Content filtering, based on technology from Bluecoat, is another standard option, and a Mailshell anti-spam filter is yet another. The Mailshell filter can be configured to work with most SMTP email servers and will protect against both ordinary spam and phishing attacks. ZyXEL also counts the built-in WAN failover and dial backup options among the eight-in-one security features, together with the ability to manage bandwidth allocation using the appliance.

Additional subscriptions are required for the security services after initial trial periods have expired: you'll pay £199 per year for content filtering, £140 per year for anti-spam and £245 per year for antivirus.

Regardless of how you count them, the ZyWALL 35 UTM provides a comprehensive set of security tools. Indeed, you get just about everything you could need to protect a small business network. However, some small companies will need help with deployment.

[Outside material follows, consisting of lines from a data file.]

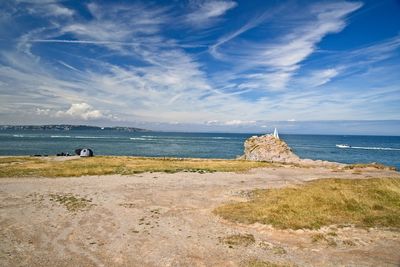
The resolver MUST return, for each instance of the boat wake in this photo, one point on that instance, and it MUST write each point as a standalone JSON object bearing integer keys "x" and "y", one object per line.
{"x": 367, "y": 147}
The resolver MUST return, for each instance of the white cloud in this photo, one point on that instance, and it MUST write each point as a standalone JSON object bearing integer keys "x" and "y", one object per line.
{"x": 81, "y": 111}
{"x": 279, "y": 59}
{"x": 321, "y": 77}
{"x": 51, "y": 10}
{"x": 239, "y": 122}
{"x": 205, "y": 13}
{"x": 44, "y": 112}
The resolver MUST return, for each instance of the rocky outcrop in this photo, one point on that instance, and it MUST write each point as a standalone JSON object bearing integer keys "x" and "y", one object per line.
{"x": 271, "y": 149}
{"x": 268, "y": 148}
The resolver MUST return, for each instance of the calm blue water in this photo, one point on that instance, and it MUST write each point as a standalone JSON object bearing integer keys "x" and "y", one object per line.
{"x": 382, "y": 149}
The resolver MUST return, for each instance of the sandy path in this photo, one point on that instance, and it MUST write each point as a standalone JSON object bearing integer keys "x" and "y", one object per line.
{"x": 158, "y": 219}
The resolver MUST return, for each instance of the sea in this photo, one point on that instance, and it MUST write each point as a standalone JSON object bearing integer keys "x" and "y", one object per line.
{"x": 352, "y": 149}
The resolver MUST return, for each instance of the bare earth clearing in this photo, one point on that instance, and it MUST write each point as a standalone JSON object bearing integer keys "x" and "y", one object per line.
{"x": 160, "y": 219}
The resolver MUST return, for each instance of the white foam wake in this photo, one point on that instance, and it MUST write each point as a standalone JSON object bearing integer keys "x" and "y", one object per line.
{"x": 368, "y": 148}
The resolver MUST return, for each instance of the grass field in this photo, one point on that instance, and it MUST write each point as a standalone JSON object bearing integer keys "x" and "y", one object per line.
{"x": 103, "y": 165}
{"x": 361, "y": 202}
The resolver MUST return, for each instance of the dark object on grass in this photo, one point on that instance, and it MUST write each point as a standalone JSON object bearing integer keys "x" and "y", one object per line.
{"x": 86, "y": 152}
{"x": 63, "y": 154}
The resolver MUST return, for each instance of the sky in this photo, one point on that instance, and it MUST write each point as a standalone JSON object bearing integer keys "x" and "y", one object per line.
{"x": 218, "y": 65}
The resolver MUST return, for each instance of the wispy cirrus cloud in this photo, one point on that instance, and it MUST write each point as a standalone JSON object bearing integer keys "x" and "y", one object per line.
{"x": 279, "y": 59}
{"x": 205, "y": 13}
{"x": 132, "y": 64}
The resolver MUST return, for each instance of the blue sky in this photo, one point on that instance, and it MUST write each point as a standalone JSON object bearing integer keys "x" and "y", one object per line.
{"x": 222, "y": 65}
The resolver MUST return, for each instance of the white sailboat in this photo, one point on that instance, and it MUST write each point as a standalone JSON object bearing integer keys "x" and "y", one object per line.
{"x": 276, "y": 135}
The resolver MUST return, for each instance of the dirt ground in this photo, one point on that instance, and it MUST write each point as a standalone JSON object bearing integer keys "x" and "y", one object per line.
{"x": 159, "y": 219}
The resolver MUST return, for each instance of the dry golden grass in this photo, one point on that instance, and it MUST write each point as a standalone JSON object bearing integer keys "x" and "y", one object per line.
{"x": 362, "y": 202}
{"x": 259, "y": 263}
{"x": 71, "y": 202}
{"x": 102, "y": 165}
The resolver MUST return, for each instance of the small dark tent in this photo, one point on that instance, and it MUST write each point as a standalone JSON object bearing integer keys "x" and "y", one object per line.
{"x": 86, "y": 152}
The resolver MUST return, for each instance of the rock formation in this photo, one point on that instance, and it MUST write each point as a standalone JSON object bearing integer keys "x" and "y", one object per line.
{"x": 271, "y": 149}
{"x": 268, "y": 148}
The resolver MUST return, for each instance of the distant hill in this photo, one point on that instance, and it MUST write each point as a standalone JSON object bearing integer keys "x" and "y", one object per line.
{"x": 67, "y": 127}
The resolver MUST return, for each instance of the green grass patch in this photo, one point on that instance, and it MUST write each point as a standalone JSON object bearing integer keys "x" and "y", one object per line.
{"x": 361, "y": 202}
{"x": 238, "y": 240}
{"x": 103, "y": 165}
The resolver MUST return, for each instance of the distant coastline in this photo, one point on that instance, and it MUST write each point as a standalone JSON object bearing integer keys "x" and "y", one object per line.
{"x": 69, "y": 127}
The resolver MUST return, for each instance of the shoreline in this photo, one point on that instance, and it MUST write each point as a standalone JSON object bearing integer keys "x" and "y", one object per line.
{"x": 158, "y": 218}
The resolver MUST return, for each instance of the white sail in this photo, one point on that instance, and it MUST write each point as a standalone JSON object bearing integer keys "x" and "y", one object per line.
{"x": 276, "y": 135}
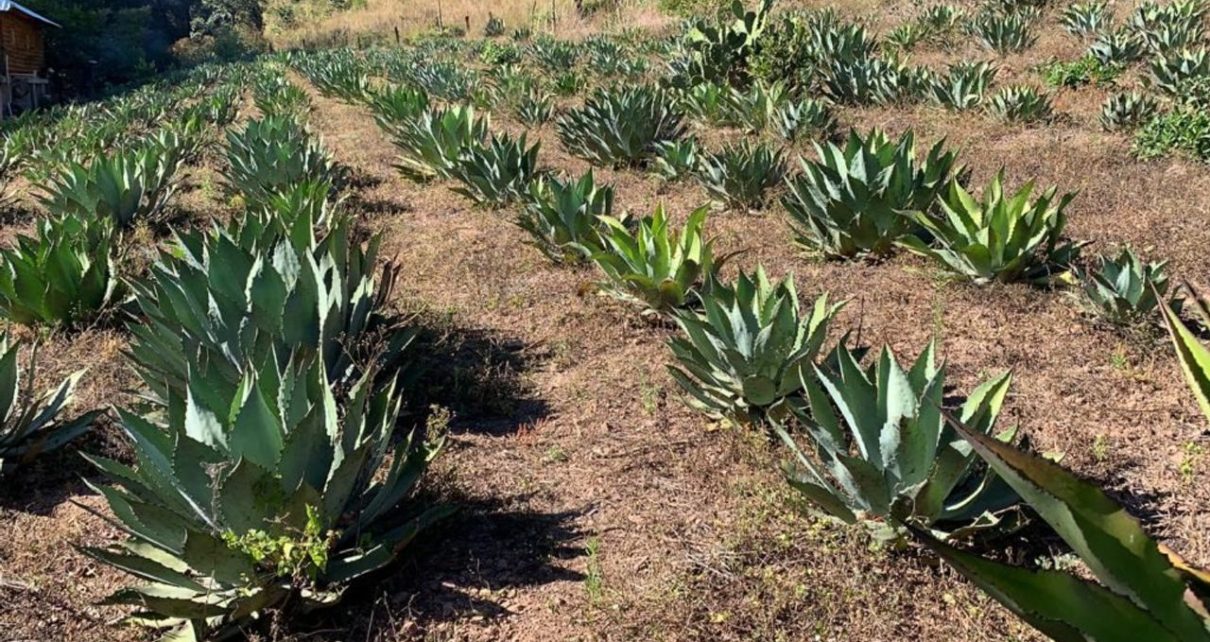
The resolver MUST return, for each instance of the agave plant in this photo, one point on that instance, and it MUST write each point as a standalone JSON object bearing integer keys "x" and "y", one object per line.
{"x": 535, "y": 109}
{"x": 1002, "y": 238}
{"x": 1141, "y": 589}
{"x": 1004, "y": 33}
{"x": 397, "y": 105}
{"x": 63, "y": 276}
{"x": 264, "y": 285}
{"x": 652, "y": 266}
{"x": 964, "y": 85}
{"x": 271, "y": 495}
{"x": 1170, "y": 74}
{"x": 1124, "y": 290}
{"x": 882, "y": 453}
{"x": 1127, "y": 110}
{"x": 621, "y": 126}
{"x": 749, "y": 348}
{"x": 29, "y": 423}
{"x": 1084, "y": 18}
{"x": 1021, "y": 103}
{"x": 272, "y": 154}
{"x": 796, "y": 119}
{"x": 432, "y": 145}
{"x": 564, "y": 218}
{"x": 497, "y": 173}
{"x": 848, "y": 202}
{"x": 126, "y": 186}
{"x": 676, "y": 158}
{"x": 1116, "y": 48}
{"x": 741, "y": 174}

Not that it’s any harder to configure than most other network security products, with everything done via a Web-based GUI that's is well designed and easy to navigate. There‘s also plenty of help on hand in terms of wizards and supporting documentation. However, a fair amount of technical knowledge is assumed, and you’ll need a good idea of what the various tools can do, their limitations and plenty of time to tinker and experiment with the settings on offer. This is especially true if you intend to use any of the more advanced features.

On the plus side, automatic updates are available for the options that need them and in the limited tests we were able to conduct, the ZyWALL 35 UTM proved effective at blocking common security threats. You will, however, still need desktop protection for home workers and mobile users who access the Internet in other ways.

Overall, the ZyWALL 35 UTM is a well-rounded solution with a lot to offer smaller organisations, and is well worth considering as the key part of any security policy.